Referring again to Listing 1, after the Q node is processed, the next child node of the root that will be discovered is a node of type B. As you will recall from Listing 1, this node has many children of several different types. The XML processor will search for a template that matches the B node.  The template that it will find is shown in the following fragment:
 

<xsl:template match=”B”>
    <xsl:apply-templates /> 
</xsl:template>

The behavior of this template is very straightforward also.  It simply says to go and process all child nodes of the current B node recursively. Checking Listing 1 again, the first child node that will be found will be a node of type C. Note that the explanatory text in Listing 1 shows this to be a paragraph node.  This explanatory text is in the form of a comment in the tree diagram, and has no bearing on how the node will be processed. The following fragment shows the matching template for a node of type C:

<xsl:template match=”C”>
    <P>
        <xsl:apply-templates /> 
    </P>
</xsl:template>

Now you see why I commented this as a paragraph node. The behavior of this template is to insert the start and end tags for an HTML paragraph in the output stream (<P>…</P>). Sandwiched between the start and end tags for the HTML paragraph will be whatever is produced by processing the child nodes of the C node. If you examine the original XML file at the end of this lesson or the XML tree in Listing 1 you will see that in this case, the only child node is a text node. However, there is nothing about this XSLT structure that restricts it to text only.  Paragraph tags are often used in HTML to produce blank lines above and below other elements such as images.
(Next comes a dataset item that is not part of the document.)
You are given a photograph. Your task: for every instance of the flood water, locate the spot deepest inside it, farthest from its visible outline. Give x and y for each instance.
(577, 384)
Following the C node in the tree is a node of type R, which I referred to in Listing 1 as a mid-size header. The following fragment shows the template that matches this node:

<xsl:template match=”R”>
    <h2>
        <xsl:apply-templates /> 
    </h2>
</xsl:template>

As you can see, this template simply produces text in the output stream that represents an HTML header of the h2 variety.  Normally an h2 header is a little smaller than an h1 header. According to Listing 1, the R node is followed by another C (paragraph) node. I have already defined the template that matches a C node, so I don’t need to define it again. The existing template in the XSLT file that matches a C node in the XML file will be used whenever it is necessary to process a node of type C.

According to Listing 1, this C node is followed by a node of type S (small header).  The matching template is shown in the following listing:

<xsl:template match=”S”>
    <h3>
        <xsl:apply-templates /> 
    </h3>
</xsl:template>

As you can see, it looks, and behaves just like the other header templates, except that it creates a different HTML header tag set in the output stream  (h3 instead of h2 or h1).

That brings us to something very interesting.  According to Listing 1, this B node has a child node of type B. As I mentioned in an earlier lesson, it is OK for a node to have a child of its own type. This represents nested elements if you want to think of it in terms of the XML code. Since I have already defined a template for a type B node, I don’t need to define another one.  The existing template for type B will be used to process all type B nodes that are encountered in processing the XML file.

According to Listing 1, this B node has several child nodes of types C, T, and another nested B. I have already discussed the matching template for type C and don’t need to discuss it further. 

The template for the T node is simply another header, which I show in the following listing.  It is almost identical to the previous header templates:

<xsl:template match=”T”>
    <h4>
        <xsl:apply-templates /> 
    </h4>
</xsl:template>

 And here, we need to deal with this nested B node. The existing template for type B will be used to process all type B nodes that are encountered in processing the XML file.

According to Listing 1, this nested B node has children of type C and type D. We already know all about C. The node of type D has three children, all of type E. In the tree diagram of Listing 1, I refer to D as a list node and to E as a list item node.  The reason for this will become apparent in our examination of the following fragment:

<xsl:template match=”D”>
    <UL>
        <!– loop –>
        <xsl:for-each select=”E”>
            <LI>
                <xsl:apply-templates /> 
            </LI>
            </xsl:for-each>
        <!– End loop –>
    </UL>
</xsl:template>

 This template inserts the start and end tags for an HTML unordered list <UL> in the output stream. This template uses an xsl:for-each loop to extract the text value of each E node and to insert that text in the output stream. Each time text is inserted into the output stream, that text is surrounded by HTML list item <LI> tags. Thus, you can see why I identified the D and E nodes as a list node and three list item nodes in the tree diagram of Listing 1.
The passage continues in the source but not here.